The 'lockdown logjam' has been worsened by lockdowns restrictions, the research by locker network InPost found, making returning unwanted items much harder.

Over a quarter (29%) of shoppers surveyed said retailers should issue refunds for returned goods more quickly during the current restrictions. They also said they are more likely to check how long they have to return items and how many options retailers offer for returning items when making purchases.

Over half (57%) say returning items bought online is time-consuming and a hassle given lockdown restrictions, and (45%) say retailers need to make returning goods easier in the current circumstances.

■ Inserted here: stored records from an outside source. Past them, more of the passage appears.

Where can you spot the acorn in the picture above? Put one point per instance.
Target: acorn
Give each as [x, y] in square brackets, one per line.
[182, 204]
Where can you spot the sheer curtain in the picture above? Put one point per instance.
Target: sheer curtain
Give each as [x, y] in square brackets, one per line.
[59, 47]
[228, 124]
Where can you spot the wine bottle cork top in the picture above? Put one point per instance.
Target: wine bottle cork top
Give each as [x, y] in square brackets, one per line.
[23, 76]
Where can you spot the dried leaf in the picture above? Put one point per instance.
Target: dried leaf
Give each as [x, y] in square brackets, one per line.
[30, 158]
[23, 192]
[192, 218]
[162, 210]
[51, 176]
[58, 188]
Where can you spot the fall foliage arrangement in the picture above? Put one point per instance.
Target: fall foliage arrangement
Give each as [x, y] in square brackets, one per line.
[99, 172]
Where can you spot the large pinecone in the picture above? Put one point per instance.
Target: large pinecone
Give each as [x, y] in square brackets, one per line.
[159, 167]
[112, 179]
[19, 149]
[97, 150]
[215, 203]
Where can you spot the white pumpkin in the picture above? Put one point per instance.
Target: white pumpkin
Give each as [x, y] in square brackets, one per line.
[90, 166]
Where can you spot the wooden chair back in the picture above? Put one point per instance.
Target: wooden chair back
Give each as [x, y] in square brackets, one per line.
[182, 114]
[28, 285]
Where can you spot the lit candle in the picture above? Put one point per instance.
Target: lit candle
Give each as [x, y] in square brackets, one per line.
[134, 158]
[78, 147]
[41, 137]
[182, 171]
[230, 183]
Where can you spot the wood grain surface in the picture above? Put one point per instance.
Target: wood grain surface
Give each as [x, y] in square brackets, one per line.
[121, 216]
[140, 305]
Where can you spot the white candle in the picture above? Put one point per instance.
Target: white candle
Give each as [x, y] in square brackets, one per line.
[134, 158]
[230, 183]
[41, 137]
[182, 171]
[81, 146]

Over half of those with items to return (51%) say they have accumulated more items to return over the course of the January lockdown than they would typically.

The new data – based on a survey of over 2,000 UK adults conducted at the end of January – finds that those who have unwanted purchases have an average of three items waiting to be returned, with a total approximate value of £165 per person.

Online shoppers also indicate that social distancing when undertaking returns remains a concern. Over half (54%) say they are concerned about coming into contact with other people at a Post Office, parcel drop-off shop or when in a store to return goods, and nearly two-thirds (62%) say retailers need to have a contact-free returns option.

In addition, almost two-thirds (65%) say they don’t want to spend time queuing at Post Offices or parcel drop-off shops to return items; in contrast 42% say that having a parcel drop-off point near their home would encourage them to make a return sooner than they would normally.

Respondents also said they are now more likely to check how long they have to return items and how many options retailers offer for returning items when making purchases.

Just over half of people (53%) say they are spending the same as usual during the lockdown – excluding online food, take-away or grocery orders – while 41% indicate that they are being more cautious. Around a fifth (19%) plan to increase their spending once lockdown restrictions lift, suggesting that retailers could see a potential uplift in sales again as lockdown comes to an end.

Jason Tavaria, UK chief executive at InPost, commented: “It’s crucial that retailers go the extra mile for their customers and make it easier and faster for them to return goods. Giving people access to more ways of returning online shopping, including self-service drop-off points such as lockers, will help them to avoid queues and get items and their money back more quickly.

“The issue of difficult returns appears to be even more acute for the nation’s key workers, including healthcare and emergency service staff. This group told us that they have more items waiting to be returned, find it harder to return them given the current restrictions, and are more likely to end up keeping purchases bought online because returning them was too difficult. With most returns options remaining impractical for them, we’re continuing to roll out lockers in locations such as hospitals and supermarkets that offer key workers easy access to a safe and secure way to make parcel deliveries and returns, outside of traditional working hours.”